Cox joined the Townsville Fire of the Women's National Basketball League (WNBL) in Australia for the 2024–25 season. She was named WNBL Defensive Player of the Year. She re-joined the Fire for the 2025–26 season, but suffered a season-ending injury on New Year's Eve.

==Career statistics==

===WNBA===
====Regular season====

| Year | Team | GP | GS | MPG | FG% | 3P% | FT% | RPG | APG | SPG | BPG | TO | PPG |
| 2020 | Indiana | 14 | 1 | 13.1 | .419 | .500 | .733 | 3.3 | 1.4 | 0.4 | 0.3 | 0.8 | 3.6 |
| 2021 | Indiana | 11 | 0 | 8.6 | .316 | .333 | 1.000 | 2.0 | 0.3 | 0.4 | 0.3 | 0.6 | 1.4 |
| Los Angeles | 15 | 0 | 14.0 | .413 | .200 | .778 | 3.7 | 0.6 | 0.7 | 0.9 | 0.6 | 3.5 |
| 2023 | Connecticut | 1 | 0 | 0.0 | — | — | — | 0.0 | 0.0 | 0.0 | 0.0 | 0.0 | 0.0 |
| Career | 2 years, 2 teams | 41 | 1 | 11.9 | .398 | .357 | .771 | 3.0 | 0.8 | 0.5 | 0.5 | 0.7 | 2.9 |

===College===

| Year | Team | GP | GS | MPG | FG% | 3P% | FT% | RPG | APG | SPG | BPG | TO | PPG |
|---|---|---|---|---|---|---|---|---|---|---|---|---|---|
| 2016–17 | Baylor | 37 | 1 | 13.4 | .433 | .412 | .747 | 4.1 | 1.2 | 0.4 | 1.4 | 1.1 | 7.6 |
| 2017–18 | Baylor | 34 | 34 | 30.2 | .516 | .304 | .748 | 9.7 | 2.9 | 1.1 | 2.7 | 1.7 | 15.3 |
| 2018–19 | Baylor | 38 | 38 | 29.5 | .522 | .306 | .734 | 8.3 | 3.7 | 0.8 | 2.6 | 1.5 | 13.0 |
| 2019–20* | Baylor | 22 | 22 | 30.2 | .463 | .333 | .614 | 8.4 | 3.6 | 1.3 | 2.7 | 1.6 | 12.5 |
| Career |  | 131 | 95 | 25.2 | .492 | .322 | .725 | 7.5 | 2.8 | 0.8 | 2.3 | 1.5 | 12.0 |

- 2020 NCAA tournament canceled due to COVID-19 pandemic

==Personal life==
Cox was diagnosed with type 1 diabetes at the age of 7. She wears an insulin pump during games.

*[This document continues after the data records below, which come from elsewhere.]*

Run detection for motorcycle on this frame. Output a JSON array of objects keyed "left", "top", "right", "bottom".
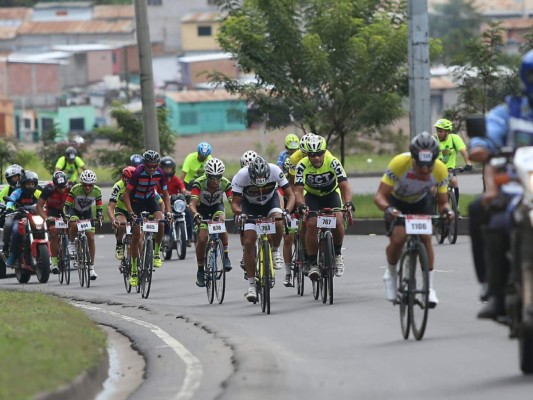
[
  {"left": 4, "top": 197, "right": 50, "bottom": 283},
  {"left": 161, "top": 194, "right": 189, "bottom": 260},
  {"left": 467, "top": 117, "right": 533, "bottom": 374}
]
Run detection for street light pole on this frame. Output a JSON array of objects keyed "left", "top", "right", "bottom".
[
  {"left": 407, "top": 0, "right": 431, "bottom": 137},
  {"left": 135, "top": 0, "right": 160, "bottom": 152}
]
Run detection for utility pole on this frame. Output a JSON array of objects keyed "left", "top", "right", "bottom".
[
  {"left": 135, "top": 0, "right": 160, "bottom": 152},
  {"left": 407, "top": 0, "right": 431, "bottom": 138}
]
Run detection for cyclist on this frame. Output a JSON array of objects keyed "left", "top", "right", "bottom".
[
  {"left": 56, "top": 146, "right": 87, "bottom": 183},
  {"left": 294, "top": 135, "right": 355, "bottom": 280},
  {"left": 37, "top": 171, "right": 70, "bottom": 274},
  {"left": 107, "top": 166, "right": 135, "bottom": 260},
  {"left": 6, "top": 171, "right": 41, "bottom": 268},
  {"left": 374, "top": 132, "right": 454, "bottom": 307},
  {"left": 277, "top": 133, "right": 300, "bottom": 174},
  {"left": 433, "top": 118, "right": 472, "bottom": 205},
  {"left": 0, "top": 164, "right": 24, "bottom": 256},
  {"left": 190, "top": 158, "right": 232, "bottom": 287},
  {"left": 231, "top": 156, "right": 294, "bottom": 302},
  {"left": 123, "top": 150, "right": 172, "bottom": 286},
  {"left": 63, "top": 169, "right": 103, "bottom": 281},
  {"left": 469, "top": 50, "right": 533, "bottom": 320}
]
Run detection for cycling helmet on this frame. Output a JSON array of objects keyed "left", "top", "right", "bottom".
[
  {"left": 433, "top": 118, "right": 453, "bottom": 132},
  {"left": 248, "top": 156, "right": 270, "bottom": 186},
  {"left": 130, "top": 154, "right": 143, "bottom": 167},
  {"left": 52, "top": 171, "right": 68, "bottom": 189},
  {"left": 204, "top": 158, "right": 226, "bottom": 176},
  {"left": 304, "top": 135, "right": 326, "bottom": 153},
  {"left": 197, "top": 142, "right": 211, "bottom": 157},
  {"left": 4, "top": 164, "right": 24, "bottom": 186},
  {"left": 520, "top": 50, "right": 533, "bottom": 104},
  {"left": 409, "top": 132, "right": 440, "bottom": 166},
  {"left": 122, "top": 165, "right": 135, "bottom": 181},
  {"left": 20, "top": 171, "right": 39, "bottom": 195},
  {"left": 159, "top": 156, "right": 176, "bottom": 176},
  {"left": 143, "top": 150, "right": 161, "bottom": 164},
  {"left": 80, "top": 169, "right": 96, "bottom": 185},
  {"left": 285, "top": 133, "right": 300, "bottom": 150},
  {"left": 65, "top": 146, "right": 78, "bottom": 161},
  {"left": 241, "top": 150, "right": 257, "bottom": 168},
  {"left": 300, "top": 133, "right": 315, "bottom": 153}
]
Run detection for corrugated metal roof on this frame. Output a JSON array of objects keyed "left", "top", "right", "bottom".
[
  {"left": 93, "top": 5, "right": 135, "bottom": 19},
  {"left": 0, "top": 7, "right": 32, "bottom": 21},
  {"left": 166, "top": 90, "right": 242, "bottom": 103},
  {"left": 18, "top": 21, "right": 134, "bottom": 35},
  {"left": 181, "top": 11, "right": 222, "bottom": 24}
]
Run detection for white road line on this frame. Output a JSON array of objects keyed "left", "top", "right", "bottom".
[{"left": 73, "top": 303, "right": 204, "bottom": 400}]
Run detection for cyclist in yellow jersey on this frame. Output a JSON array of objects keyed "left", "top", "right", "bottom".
[
  {"left": 294, "top": 135, "right": 354, "bottom": 279},
  {"left": 433, "top": 118, "right": 472, "bottom": 204},
  {"left": 374, "top": 132, "right": 454, "bottom": 307}
]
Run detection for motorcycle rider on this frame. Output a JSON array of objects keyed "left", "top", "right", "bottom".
[
  {"left": 6, "top": 171, "right": 41, "bottom": 268},
  {"left": 469, "top": 50, "right": 533, "bottom": 321}
]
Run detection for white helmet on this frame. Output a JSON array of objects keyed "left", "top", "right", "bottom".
[
  {"left": 204, "top": 158, "right": 226, "bottom": 176},
  {"left": 80, "top": 169, "right": 96, "bottom": 185},
  {"left": 241, "top": 150, "right": 257, "bottom": 168}
]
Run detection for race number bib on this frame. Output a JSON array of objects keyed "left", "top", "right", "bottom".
[
  {"left": 143, "top": 221, "right": 159, "bottom": 232},
  {"left": 207, "top": 221, "right": 226, "bottom": 235},
  {"left": 405, "top": 215, "right": 433, "bottom": 235},
  {"left": 316, "top": 214, "right": 337, "bottom": 229},
  {"left": 55, "top": 218, "right": 67, "bottom": 229},
  {"left": 76, "top": 219, "right": 92, "bottom": 231},
  {"left": 255, "top": 219, "right": 276, "bottom": 235}
]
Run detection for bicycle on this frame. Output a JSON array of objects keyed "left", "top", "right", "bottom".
[
  {"left": 388, "top": 214, "right": 441, "bottom": 340},
  {"left": 309, "top": 208, "right": 353, "bottom": 304},
  {"left": 200, "top": 219, "right": 226, "bottom": 304}
]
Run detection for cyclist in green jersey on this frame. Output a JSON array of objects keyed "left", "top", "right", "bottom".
[{"left": 434, "top": 118, "right": 472, "bottom": 204}]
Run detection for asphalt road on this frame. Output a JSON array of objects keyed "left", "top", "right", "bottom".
[{"left": 0, "top": 235, "right": 533, "bottom": 400}]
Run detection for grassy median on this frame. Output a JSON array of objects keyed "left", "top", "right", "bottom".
[{"left": 0, "top": 290, "right": 107, "bottom": 400}]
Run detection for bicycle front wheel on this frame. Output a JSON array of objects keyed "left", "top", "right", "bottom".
[{"left": 409, "top": 243, "right": 429, "bottom": 340}]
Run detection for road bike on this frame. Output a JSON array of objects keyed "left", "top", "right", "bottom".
[
  {"left": 200, "top": 219, "right": 226, "bottom": 304},
  {"left": 388, "top": 214, "right": 441, "bottom": 340}
]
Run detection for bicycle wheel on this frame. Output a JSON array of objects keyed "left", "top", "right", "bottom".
[
  {"left": 214, "top": 239, "right": 226, "bottom": 304},
  {"left": 409, "top": 243, "right": 429, "bottom": 340},
  {"left": 395, "top": 251, "right": 411, "bottom": 339},
  {"left": 448, "top": 190, "right": 458, "bottom": 244},
  {"left": 141, "top": 239, "right": 154, "bottom": 299}
]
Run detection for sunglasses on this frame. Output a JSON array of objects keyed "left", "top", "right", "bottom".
[{"left": 307, "top": 150, "right": 326, "bottom": 158}]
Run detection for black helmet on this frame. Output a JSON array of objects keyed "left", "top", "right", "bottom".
[
  {"left": 143, "top": 150, "right": 161, "bottom": 164},
  {"left": 409, "top": 132, "right": 440, "bottom": 166},
  {"left": 52, "top": 171, "right": 68, "bottom": 188},
  {"left": 248, "top": 156, "right": 270, "bottom": 186},
  {"left": 20, "top": 171, "right": 39, "bottom": 195},
  {"left": 65, "top": 146, "right": 78, "bottom": 161},
  {"left": 159, "top": 156, "right": 176, "bottom": 176}
]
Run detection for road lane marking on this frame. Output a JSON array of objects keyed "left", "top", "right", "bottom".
[{"left": 73, "top": 303, "right": 204, "bottom": 400}]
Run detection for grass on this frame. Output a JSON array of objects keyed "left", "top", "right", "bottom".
[{"left": 0, "top": 290, "right": 106, "bottom": 400}]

In each season of Cox's Baylor career, the Lady Bears played a preseason type 1 diabetes benefit game. The 2019 edition of the game, in Cox's final season at Baylor, was especially significant for her personally, as the opponent was defending NCAA Division II champion Lubbock Christian, which featured her younger sister Whitney—who had been diagnosed with the disease at age 17—as a freshman reserve. Near the end of the 2019–20 season, the United States Basketball Writers Association announced that both sisters would receive the Pat Summitt Most Courageous Award for their basketball and community involvement in the face of their condition.